Reading was like breathing to me. I didn’t think it special or unusual although I knew I did more of it than my sisters, who did almost none, and more than most of my friends. It simply was what my father and I did, no different than the bowls of ice cream he and I craved.
My mother died when I was an infant. I had a stepmother long enough for her and my father to produce a daughter, my father’s fourth, and then she and my baby sister moved far away. My father, raising three daughters and running a business, only had enough leisure time for reading, but I knew, and I’m not sure how I knew, that he was a good writer. The only memory I have of reading anything he wrote was when my older sister’s father-in-law passed and my father wrote a stirring and compassionate letter to her mother-in-law, a woman who never completed high school and didn’t understand most of his flowery language. But, I did. I read the letter and cried because it was so touching.
My writing gene was stirred when I was ten years old. I was reading Rebecca of Sunnybrook Farm by Kate Douglas Wiggin and felt inspired by the poetic chapter titles, names like A Difference in Hearts, Wisdom’s Ways, Color of Roses, and Gray Days and Gold. I took a pencil and paper and began writing poems based on each of the chapter titles. Once each chapter was a poem, I stopped writing and didn’t start again until I was twelve.
Our class assignment was to write an essay about Christmas. I ignored the word essay and wrote a poem instead, hoping it would be accepted by my teacher who demanded strict obedience to instructions. She loved it — all 20 verses of it. Loved it enough to have me read it to each class in our school.
Other than those chapter poems when I was ten, I only wrote when assigned. My papers and poems received high marks and praise, but I never thought of my writings as creative — I suppose because they were assigned as work and because writing was required in school. Music wasn’t required. Art wasn’t required. So, those things, in my mind, were creative. What I did was simply schoolwork. I wasn’t creative; I was a good student.
As a young adult, I wrote only occasionally — no, that is not true, I wrote very, very infrequently — mostly a few love poems for my then-husband early in our marriage, usually as gifts when cash was too tight to buy presents for birthdays or anniversaries or Christmases.
I envied those with stunning voices or those who created beauty on canvas or who gave birth to music by strumming, drumming, tickling keys, and blowing. Those were the real creatives, the real artists, and I longed to be like them. But, I’m tone-deaf, can’t draw a recognizable stick figure, and failed at my one attempt to learn an instrument — my flute was relieved when I sold it to someone with actual talent, someone who was a true creative.
Now, I look back and wonder at the root of my erroneous thinking. I read. I love to read. I think of the books I read as creative and as art. But, my writings — nah, those were scribblings of no weight, importance, or creativity.
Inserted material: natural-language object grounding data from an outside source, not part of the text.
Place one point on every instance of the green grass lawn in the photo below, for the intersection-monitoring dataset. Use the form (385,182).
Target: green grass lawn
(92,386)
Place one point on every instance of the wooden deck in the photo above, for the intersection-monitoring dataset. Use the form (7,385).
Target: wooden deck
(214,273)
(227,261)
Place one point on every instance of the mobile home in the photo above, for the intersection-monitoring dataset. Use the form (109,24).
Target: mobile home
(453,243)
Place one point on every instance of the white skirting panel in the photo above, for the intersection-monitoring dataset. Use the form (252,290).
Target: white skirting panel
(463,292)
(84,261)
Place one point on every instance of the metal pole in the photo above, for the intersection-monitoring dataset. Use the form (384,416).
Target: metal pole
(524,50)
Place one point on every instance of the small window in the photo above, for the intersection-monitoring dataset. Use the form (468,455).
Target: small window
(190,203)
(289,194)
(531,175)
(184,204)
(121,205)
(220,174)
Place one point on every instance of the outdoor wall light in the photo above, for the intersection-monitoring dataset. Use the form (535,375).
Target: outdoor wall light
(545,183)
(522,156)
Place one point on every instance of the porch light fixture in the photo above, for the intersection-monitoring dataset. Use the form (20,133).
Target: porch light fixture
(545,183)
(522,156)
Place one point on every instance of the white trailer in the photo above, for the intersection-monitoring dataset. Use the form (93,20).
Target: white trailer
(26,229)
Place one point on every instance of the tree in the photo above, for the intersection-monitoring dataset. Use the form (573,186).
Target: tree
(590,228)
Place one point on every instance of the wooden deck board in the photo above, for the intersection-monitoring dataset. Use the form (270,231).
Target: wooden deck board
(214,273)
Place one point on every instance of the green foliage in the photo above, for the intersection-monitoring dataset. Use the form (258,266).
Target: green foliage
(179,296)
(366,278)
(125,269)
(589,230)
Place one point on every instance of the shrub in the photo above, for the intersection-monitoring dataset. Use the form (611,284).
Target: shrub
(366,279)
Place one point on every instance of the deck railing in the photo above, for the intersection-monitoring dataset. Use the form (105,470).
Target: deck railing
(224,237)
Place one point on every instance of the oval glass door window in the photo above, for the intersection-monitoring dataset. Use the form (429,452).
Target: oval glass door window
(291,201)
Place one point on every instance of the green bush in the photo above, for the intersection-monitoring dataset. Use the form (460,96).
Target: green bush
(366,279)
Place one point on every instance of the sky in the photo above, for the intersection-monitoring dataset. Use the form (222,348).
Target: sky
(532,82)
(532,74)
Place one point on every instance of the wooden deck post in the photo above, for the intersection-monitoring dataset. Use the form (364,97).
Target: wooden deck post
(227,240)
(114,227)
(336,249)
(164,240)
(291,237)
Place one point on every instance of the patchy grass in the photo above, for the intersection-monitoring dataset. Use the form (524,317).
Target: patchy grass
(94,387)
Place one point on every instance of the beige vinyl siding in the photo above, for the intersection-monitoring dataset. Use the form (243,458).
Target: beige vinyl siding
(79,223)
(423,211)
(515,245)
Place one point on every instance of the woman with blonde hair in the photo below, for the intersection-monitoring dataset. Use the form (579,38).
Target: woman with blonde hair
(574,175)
Age brought a stronger urge to write but time was short — I worked, and still work, long hours, and I was helping to raise my grandchildren. I had important things to do and writing wasn’t important. Besides, who would read it?
I assisted with my grandchildren’s homework, trying to convince them that reading and learning to write well would make them smarter, more interesting, more informed, and more creative.
Whoa, here I was telling the kids that writing was creative when I didn’t believe that about my own writing!
At sixty, I started to think differently about my writing — the writing I no longer did. Perhaps, it was creative. Perhaps, I was an artist of sorts.
Except I wasn’t because I wasn’t writing.
I have an excellent memory. In fact, members of my family rely on me to keep their memories because they can’t. But, oddly, I have no memory of how I discovered Medium. I know it was in November of 2016, after the dreadful election, after I stopped watching the news and reading newspapers, after I inactivated my Facebook account.
Sometime after all those afters, I was on Medium. I was writing. Tentatively, slowly, shyly. But, little by little, I reclaimed the creative power of writing. Along with that came an expansion of my photography, which once was only to record vacations and holidays, and soon became a second creative outlet.
My writing as a child did not feel creative but now it feels like the creation of a new me.